4. A robot chassis according to claim 3, wherein: four groups of isolation belt assemblies are arranged between the first guard plate and the second guard plate, each isolation belt assembly comprises a rotating box fixedly arranged at the end part of the second guard plate, a telescopic belt wound in the rotating box, a reset torsion spring arranged between the rotating box and the telescopic belt, a hanging ring fixedly arranged at the front end of the telescopic belt and a hook fixedly arranged at the end part of the first guard plate; after the telescopic belt is pulled out of the rotating box, the hanging ring is suitable for being fixedly connected with the hook, and the reset torsion spring can force the telescopic belt to automatically retract into the rotating box; the isolation band assembly can form a closed isolation boundary with the first and second cover sheets.

5. A robot chassis according to claim 4, characterized in that: and at least one second guard plate is also provided with an emergency stop button, and the emergency stop button is used for controlling the mechanical electronic part to stop running.

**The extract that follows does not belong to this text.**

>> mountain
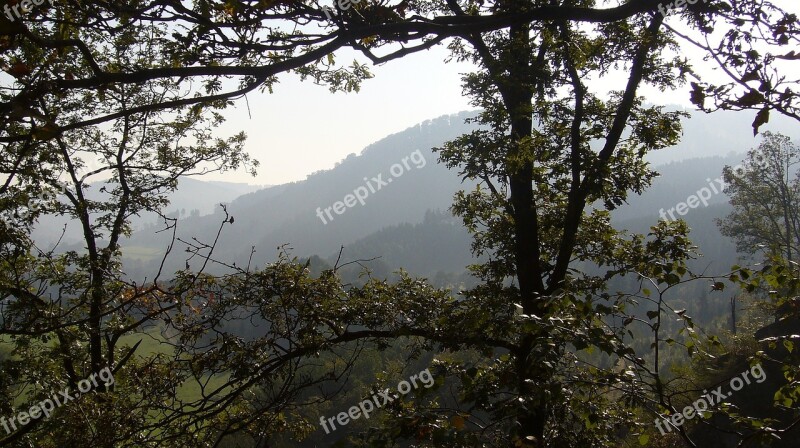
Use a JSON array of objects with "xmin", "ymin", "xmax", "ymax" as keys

6. A robot chassis according to claim 5, characterized in that: the emergency stop button is characterized in that an anti-misoperation frame is further arranged on the periphery of the emergency stop button, and the anti-misoperation frame is higher than the emergency stop button.

7. A robot chassis according to any of claims 1 to 6, wherein: the robot chassis further comprises a driving motor, a driving shaft extends upwards from the linkage disc, the driving motor is fixedly arranged on the mounting seat and penetrates through the mounting seat to be fixedly connected with the driving shaft, and the driving motor drives the linkage disc to rotate through the driving shaft.